RECHTBANK ALKMAAR
Sector Kanton - locatie Alkmaar
Zaaknr.: 372489 \ WM VERZ 11-268
Reg.nr.: I08622
Uitspraakdatum: 23 september 2011
Beschikking op een beroep ex artikel 9 van de Wet administratiefrechtelijke handhaving verkeersvoorschriften.
In de zaak van:
[betrokkene]
[adres]
hierna te noemen: betrokkene.
Het verloop van de procedure:
1. Aan betrokkene is bij beschikking van 29 juni 2010 een administratieve sanctie (boete) opgelegd (CJIB-nummer [nummer]). Bij brief gedateerd 23 juli 2010 heeft betrokkene daartegen beroep ingesteld bij de officier van justitie. Vervolgens is op 8 september 2010 een eerste aanmaning verzonden aan betrokkene. De officier van justitie heeft bij beslissing van 20 december 2010 het beroep tegen de beschikking van 29 juni 2010 niet-ontvankelijk verklaard wegens termijnoverschrijding.
2. Bij brieven van 16 februari 2011 en 26 maart 2011, met verwijzing naar eerdere brieven, heeft betrokkene te kennen gegeven dat zij geen beroep wenst in te stellen tegen de opgelegde boete en dat zij ervan heeft afgezien beroep in te stellen tegen de beslissing van de officier van justitie. Daarbij heeft betrokkene ook aangegeven dat haar bezwaren zich alleen nog richten tegen de aanmaning van 8 september 2010 en de verhoging van de boete.
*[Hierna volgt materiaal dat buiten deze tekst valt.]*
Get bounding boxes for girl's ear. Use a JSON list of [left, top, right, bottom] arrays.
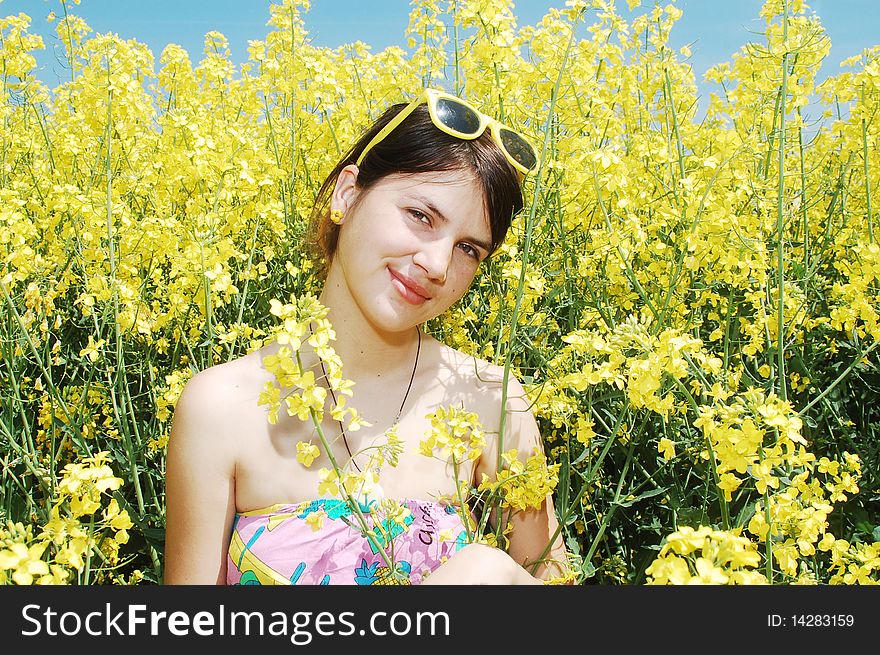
[[330, 164, 359, 224]]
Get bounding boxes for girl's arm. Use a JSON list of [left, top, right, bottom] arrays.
[[164, 369, 235, 584]]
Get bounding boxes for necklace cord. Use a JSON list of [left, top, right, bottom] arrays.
[[309, 323, 422, 473]]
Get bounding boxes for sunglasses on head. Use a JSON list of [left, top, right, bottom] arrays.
[[355, 89, 538, 175]]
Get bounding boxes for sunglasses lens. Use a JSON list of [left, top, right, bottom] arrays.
[[435, 98, 480, 136], [499, 127, 538, 170]]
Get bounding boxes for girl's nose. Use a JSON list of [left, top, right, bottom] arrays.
[[413, 239, 454, 284]]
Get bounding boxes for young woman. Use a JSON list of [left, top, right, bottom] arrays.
[[165, 89, 566, 584]]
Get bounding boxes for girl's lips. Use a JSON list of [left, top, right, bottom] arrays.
[[388, 268, 430, 305]]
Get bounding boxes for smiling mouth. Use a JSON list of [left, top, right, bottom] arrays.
[[388, 268, 431, 305]]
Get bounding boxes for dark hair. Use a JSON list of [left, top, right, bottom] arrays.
[[309, 103, 523, 276]]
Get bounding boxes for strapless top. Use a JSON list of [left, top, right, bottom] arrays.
[[226, 498, 469, 585]]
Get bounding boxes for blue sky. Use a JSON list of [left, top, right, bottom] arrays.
[[0, 0, 880, 113]]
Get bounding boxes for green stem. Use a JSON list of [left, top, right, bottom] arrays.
[[776, 0, 788, 402]]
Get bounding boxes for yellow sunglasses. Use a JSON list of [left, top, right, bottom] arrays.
[[355, 89, 538, 175]]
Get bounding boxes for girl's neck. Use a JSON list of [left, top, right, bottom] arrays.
[[320, 293, 419, 380]]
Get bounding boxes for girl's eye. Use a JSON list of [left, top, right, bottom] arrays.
[[409, 209, 431, 225], [461, 243, 480, 262]]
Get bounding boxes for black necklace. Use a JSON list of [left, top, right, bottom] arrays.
[[309, 324, 422, 473]]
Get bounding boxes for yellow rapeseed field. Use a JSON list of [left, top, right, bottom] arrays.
[[0, 0, 880, 584]]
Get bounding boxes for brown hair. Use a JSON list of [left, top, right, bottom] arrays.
[[309, 103, 523, 277]]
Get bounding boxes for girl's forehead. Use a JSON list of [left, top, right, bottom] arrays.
[[376, 171, 490, 231]]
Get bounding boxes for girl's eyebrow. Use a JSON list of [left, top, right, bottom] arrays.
[[413, 194, 492, 253]]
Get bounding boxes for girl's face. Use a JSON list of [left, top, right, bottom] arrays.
[[325, 166, 492, 331]]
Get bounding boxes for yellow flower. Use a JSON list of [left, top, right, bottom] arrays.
[[657, 437, 675, 462], [296, 441, 321, 468]]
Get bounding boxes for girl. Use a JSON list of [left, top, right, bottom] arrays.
[[165, 89, 566, 584]]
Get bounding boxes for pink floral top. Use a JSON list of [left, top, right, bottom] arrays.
[[226, 498, 468, 585]]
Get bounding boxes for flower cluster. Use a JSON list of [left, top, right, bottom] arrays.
[[0, 452, 133, 584], [645, 526, 767, 585]]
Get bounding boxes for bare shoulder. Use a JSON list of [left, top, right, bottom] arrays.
[[172, 354, 259, 452]]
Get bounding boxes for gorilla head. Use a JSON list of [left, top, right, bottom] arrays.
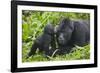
[[44, 24, 54, 35], [57, 18, 74, 45]]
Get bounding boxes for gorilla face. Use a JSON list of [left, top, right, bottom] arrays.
[[57, 28, 72, 45]]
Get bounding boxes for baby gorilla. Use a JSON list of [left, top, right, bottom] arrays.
[[27, 24, 55, 58], [56, 18, 90, 54]]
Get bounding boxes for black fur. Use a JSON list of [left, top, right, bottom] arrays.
[[56, 18, 90, 54], [27, 24, 55, 58]]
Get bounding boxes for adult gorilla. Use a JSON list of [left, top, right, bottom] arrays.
[[56, 18, 90, 54]]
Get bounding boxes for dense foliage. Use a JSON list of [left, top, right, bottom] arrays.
[[22, 10, 90, 62]]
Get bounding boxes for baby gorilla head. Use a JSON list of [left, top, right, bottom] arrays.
[[44, 24, 54, 35], [57, 18, 74, 45]]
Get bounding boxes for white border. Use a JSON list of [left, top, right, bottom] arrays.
[[17, 5, 94, 68]]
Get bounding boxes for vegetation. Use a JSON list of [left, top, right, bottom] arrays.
[[22, 10, 90, 62]]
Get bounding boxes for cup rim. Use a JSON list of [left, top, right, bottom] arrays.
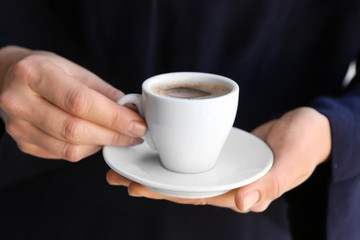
[[142, 72, 239, 101]]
3. De zaak is behandeld ter zitting van 9 september 2011. De officier van justitie is verschenen.
Overwegingen:
4. Zoals uit de weergave van het verloop van de procedure blijkt, heeft betrokkene geen beroep ingesteld of willen instellen tegen de beslissing van de officier van justitie van 20 december 2010. Dat betekent dat er in zoverre geen sprake is van een beroep waarop de kantonrechter kan beslissen.
5. Betrokkene heeft wel beroep ingesteld en willen instellen tegen de aanmaning van 8 september 2010 en de verhoging van de boete. Op dat beroep van betrokkene is echter nog geen beslissing genomen door de officier van justitie. Gelet op artikel 9 van de Wet administratiefrechtelijke handhaving verkeersvoorschriften (Wahv) moet eerst (administratief) beroep worden ingediend bij de officier van justitie, waarop door de officier van justitie een beslissing moet worden genomen, voordat beroep bij de kantonrechter mogelijk is. Nu door de officier van justitie nog niet is beslist in deze zaak, kan dus nog geen beroep worden ingesteld bij de kantonrechter. De kantonrechter is daarom onbevoegd om van het beroep kennis te nemen.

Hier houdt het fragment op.